Æsir est mon premier roman achevé. Pas le premier à prendre forme dans l’écriture, pas le premier à germer dans mon esprit, mais le premier à se voir porté à maturité, à se conclure d’une fin qui me convienne. Cinq années ont passé depuis la première phrase posée sur le papier. Il s’agissait alors pour moi de rédiger une longue nouvelle intitulée Le jour dernier. Ce texte achevé, je n’ai pas su refermer l’écritoire, j’avais encore des choses à dire et j’avais fait mien ce lieu commun qui est de s’attacher à ses personnages.

Æsir se doit à diverses influences, les plus manifestes viennent sans doute de légendes nordiques, grecques et slaves. Il y a des auteurs dont je me suis nourrie, tels R.E. Howard et Clark Ashton Smith, précurseurs de cette Dark Fantasy qu’on nomme aussi parfois Sword & Sorcery et qui met en scène des guerriers aux prises avec des conflits dramatiques et des aventures épiques. Hyperborée… c’est sur un reflet des terres de ces deux grands magiciens des mots que se déroule Æsir. Je peux aussi ajouter à la liste de mes inspirations, les récits de M. Moorcock, J.R.R. Tolkien, Le Guin, Zelazny ou G.R.R. Martin qui m’ont fortement et durablement impressionnée jusqu’à rejaillir, sans doute, dans mes propres histoires.
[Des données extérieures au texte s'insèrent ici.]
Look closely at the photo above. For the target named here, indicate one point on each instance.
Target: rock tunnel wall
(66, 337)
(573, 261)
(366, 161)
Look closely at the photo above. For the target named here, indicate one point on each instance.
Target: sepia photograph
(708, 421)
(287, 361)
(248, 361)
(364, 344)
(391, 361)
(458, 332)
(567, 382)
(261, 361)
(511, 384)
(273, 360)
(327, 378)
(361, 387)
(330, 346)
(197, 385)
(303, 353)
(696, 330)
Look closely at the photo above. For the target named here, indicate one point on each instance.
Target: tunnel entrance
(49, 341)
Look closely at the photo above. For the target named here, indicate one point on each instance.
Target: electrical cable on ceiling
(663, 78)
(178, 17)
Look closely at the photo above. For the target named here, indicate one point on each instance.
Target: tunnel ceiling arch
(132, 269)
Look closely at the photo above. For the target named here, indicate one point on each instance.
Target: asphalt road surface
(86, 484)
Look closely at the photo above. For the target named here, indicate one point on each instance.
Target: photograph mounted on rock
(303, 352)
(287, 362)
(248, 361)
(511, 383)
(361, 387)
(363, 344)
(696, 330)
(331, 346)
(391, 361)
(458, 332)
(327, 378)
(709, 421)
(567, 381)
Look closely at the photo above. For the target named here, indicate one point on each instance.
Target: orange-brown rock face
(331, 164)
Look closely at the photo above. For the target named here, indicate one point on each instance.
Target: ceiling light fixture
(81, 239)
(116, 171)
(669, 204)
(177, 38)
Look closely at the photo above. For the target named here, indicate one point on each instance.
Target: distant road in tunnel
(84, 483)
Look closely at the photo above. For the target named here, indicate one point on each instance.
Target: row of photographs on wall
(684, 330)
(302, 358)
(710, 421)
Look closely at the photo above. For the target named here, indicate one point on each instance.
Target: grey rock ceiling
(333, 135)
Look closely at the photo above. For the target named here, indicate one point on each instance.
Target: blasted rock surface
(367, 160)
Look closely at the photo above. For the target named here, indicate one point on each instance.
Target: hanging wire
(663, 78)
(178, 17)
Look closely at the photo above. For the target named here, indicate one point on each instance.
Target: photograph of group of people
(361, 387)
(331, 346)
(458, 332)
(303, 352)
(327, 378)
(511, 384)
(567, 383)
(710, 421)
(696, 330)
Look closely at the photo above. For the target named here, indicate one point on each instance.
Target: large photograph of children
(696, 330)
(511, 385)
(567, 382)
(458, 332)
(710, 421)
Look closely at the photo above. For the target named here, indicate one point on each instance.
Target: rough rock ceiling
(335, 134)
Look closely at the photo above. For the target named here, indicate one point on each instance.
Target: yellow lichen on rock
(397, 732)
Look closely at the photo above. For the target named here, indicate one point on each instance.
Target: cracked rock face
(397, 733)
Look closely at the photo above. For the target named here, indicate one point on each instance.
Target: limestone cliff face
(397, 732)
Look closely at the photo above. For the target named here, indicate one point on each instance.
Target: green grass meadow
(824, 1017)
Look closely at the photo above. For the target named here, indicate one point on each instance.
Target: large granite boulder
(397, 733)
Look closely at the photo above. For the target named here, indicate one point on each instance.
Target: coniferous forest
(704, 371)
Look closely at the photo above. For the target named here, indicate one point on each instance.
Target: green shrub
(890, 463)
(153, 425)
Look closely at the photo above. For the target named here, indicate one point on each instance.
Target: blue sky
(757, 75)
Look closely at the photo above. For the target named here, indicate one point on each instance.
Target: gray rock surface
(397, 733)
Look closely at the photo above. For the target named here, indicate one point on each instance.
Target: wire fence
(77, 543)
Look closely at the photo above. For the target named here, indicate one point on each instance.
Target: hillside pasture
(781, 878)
D’autres influences me sont plus personnelles et constituent un pied de nez au sexisme et au racisme qui clapotent parfois sous la surface des textes de Howard. Le monde dépeint dans Æsir est violent, l’intrigue, pour beaucoup, tragique, mais j’espère aussi y avoir ajouté quelques notes d’humour, des messages d’espoir, de tolérance et surtout un appel à l’évasion.